Os últimos dados apurados pela Fundação João Pinheiro (FJP) indicam que o déficit habitacional brasileiro é de 5,9 milhões. Os números foram antecipados aos deputados integrantes da Comissão de Desenvolvimento Urbano pelo coordenador-geral na Secretaria Nacional de Habitação do Ministério das Cidades, Hugo Leandro Gonçalves.
A inadequação habitacional — que inclui moradias em condições precárias — atinge atualmente 25% das famílias brasileiras, além de 61% das famílias gastarem mais de 30% da renda mensal com aluguel, o que caracteriza comprometimento excessivo. É importante saber a necessidade e os motivos dessa situação e priorizar o repasse de recursos federais para os municípios que desenharem políticas públicas baseadas no censo habitacional. Penso que as gestões municipais devem criar programas de melhorias habitacionais, pois, muitas vezes, é melhor o governo investir na correção da inadequação e melhorar a casa em que o cidadão já mora, do que construir uma nova habitação.
Município com o programa de melhorias habitacionais pode também fazer pesquisas por amostragem para disponibilizar dados detalhados sobre número de cômodos, de banheiros e do tipo de material das paredes das casas, avaliando com isto tanto a exposição dos moradores a riscos ambientais, quanto ao tempo gasto para irem de casa para o trabalho.
Causas e desafios
O crescimento desordenado da região de Torres por conta da falta de infraestrutura e do alto custo de aluguéis e das moradia contribui para o problema, afetando especialmente a população de baixa renda. A região tem experimentado um crescimento acelerado, mas a infraestrutura local não tem acompanhado o desenvolvimento, e falta de saneamento e infraestrutura é uma carência que agrava a qualidade de vida e a situação habitacional da população, além do alto custo de aluguéis e dos imóveis ser também um fator importante no aumento do déficit habitacional, forçando famílias de menor renda a viverem em condições inadequadas.
Soluções
Em resposta ao problema, o estado do RS lançou o programa “Porta de Entrada”, que busca facilitar o acesso à moradia para famílias que perderam suas casas devido às enchentes,. A construção civil está atuando em parceria com o governo para a reconstrução e construção de novas moradias assim como a manutenção e a ampliação de políticas públicas também seja considerada essencial para superar o desafio da reconstrução no estado.
Em Torres, na gestão João Alberto, a prefeitura tinha programa de voluntários de projeto social que oferecia serviços gratuitos de arquitetura no município contemplando famílias com a reforma de ambientes e melhoria para residências. Para os moradores, a iniciativa proporcionava um avanço que não seria possível sem a participação desses parceiros. Mas a prefeitura pode também aderir ao programa estadual, chamado Nenhuma Casa Sem Banheiro, que garante a construção de sanitários para a população em vulnerabilidade. Iniciativas poderiam viabilizar por meio de parcerias público-privadas, que o município Torres revitalizasse imóveis vazios, com infraestrutura e espaço para empreendedorismo comunitário, servindo de moradia digna a famílias de vulnerabilidade.

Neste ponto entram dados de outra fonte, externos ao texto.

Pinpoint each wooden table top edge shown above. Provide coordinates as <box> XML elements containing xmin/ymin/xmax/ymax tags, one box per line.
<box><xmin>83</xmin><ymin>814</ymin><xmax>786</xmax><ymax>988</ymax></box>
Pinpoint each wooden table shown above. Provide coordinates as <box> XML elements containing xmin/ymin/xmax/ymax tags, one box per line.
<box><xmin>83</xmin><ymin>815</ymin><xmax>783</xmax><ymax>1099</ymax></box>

A Moradia ainda é uma necessidade com acesso via mercado, onde se paga por esse lugar e por isso nem todos têm condições de comprar um espaço adequado. Assim, continuam morando mal, em lugares extremamente inadequados e convivendo com doenças, quando poderia ser prevenida essa situação através de em construção de uma cidade melhor. Isso tão primordial para o desenvolvimento da vida como o ar que a gente respira, o alimento, a água, o abrigo.

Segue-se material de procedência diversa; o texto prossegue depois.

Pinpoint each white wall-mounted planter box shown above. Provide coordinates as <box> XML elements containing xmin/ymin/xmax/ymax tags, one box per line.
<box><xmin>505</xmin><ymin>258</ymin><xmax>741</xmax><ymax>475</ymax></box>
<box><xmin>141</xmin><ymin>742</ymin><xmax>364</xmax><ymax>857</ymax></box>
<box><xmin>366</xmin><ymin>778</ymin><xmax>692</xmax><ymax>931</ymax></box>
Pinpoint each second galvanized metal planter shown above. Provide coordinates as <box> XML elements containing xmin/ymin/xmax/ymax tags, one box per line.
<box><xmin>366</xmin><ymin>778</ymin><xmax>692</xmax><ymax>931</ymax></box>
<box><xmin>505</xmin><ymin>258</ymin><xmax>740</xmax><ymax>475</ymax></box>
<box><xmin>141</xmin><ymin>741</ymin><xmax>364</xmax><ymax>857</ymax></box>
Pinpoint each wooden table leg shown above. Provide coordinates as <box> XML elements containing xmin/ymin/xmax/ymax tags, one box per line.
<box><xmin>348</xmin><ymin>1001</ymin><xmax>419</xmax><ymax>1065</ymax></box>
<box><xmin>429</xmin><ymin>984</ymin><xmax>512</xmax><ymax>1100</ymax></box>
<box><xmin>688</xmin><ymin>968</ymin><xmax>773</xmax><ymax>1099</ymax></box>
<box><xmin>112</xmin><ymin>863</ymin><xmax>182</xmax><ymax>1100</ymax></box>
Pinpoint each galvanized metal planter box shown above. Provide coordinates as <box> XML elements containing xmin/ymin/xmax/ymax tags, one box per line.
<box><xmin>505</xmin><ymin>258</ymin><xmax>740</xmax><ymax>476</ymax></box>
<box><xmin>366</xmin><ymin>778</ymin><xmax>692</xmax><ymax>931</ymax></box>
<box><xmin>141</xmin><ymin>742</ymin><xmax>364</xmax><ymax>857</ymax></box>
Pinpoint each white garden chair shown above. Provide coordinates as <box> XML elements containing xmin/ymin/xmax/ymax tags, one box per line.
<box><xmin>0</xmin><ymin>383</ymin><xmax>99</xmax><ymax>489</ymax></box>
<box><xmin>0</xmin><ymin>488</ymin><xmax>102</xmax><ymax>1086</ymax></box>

A desigualdade socioespacial acontece quando a gente coloca essas pessoas longe do trabalho, dos vizinhos, da rede de apoio. E isso causa um segundo problema para o município, que é levar infraestrutura, creches, água, esgoto, transporte para quem mora longe. Então, tem que construir habitações dentro da cidade. Vimos nos discursos e nos programas de moradias. Só que se a gente olha a habitação descolada da terra, a gente vê os empreendimentos habitacionais construídos em escala nas periferias urbanas. E sem todo um conjunto de outras políticas associadas, vira um problema também. Está na hora de agregar nessa legislação e definir quem faz, quanto vai custar, quem vai pagar, quem são os atores, qual é o arranjo e o que vamos fazer para isso funcionar.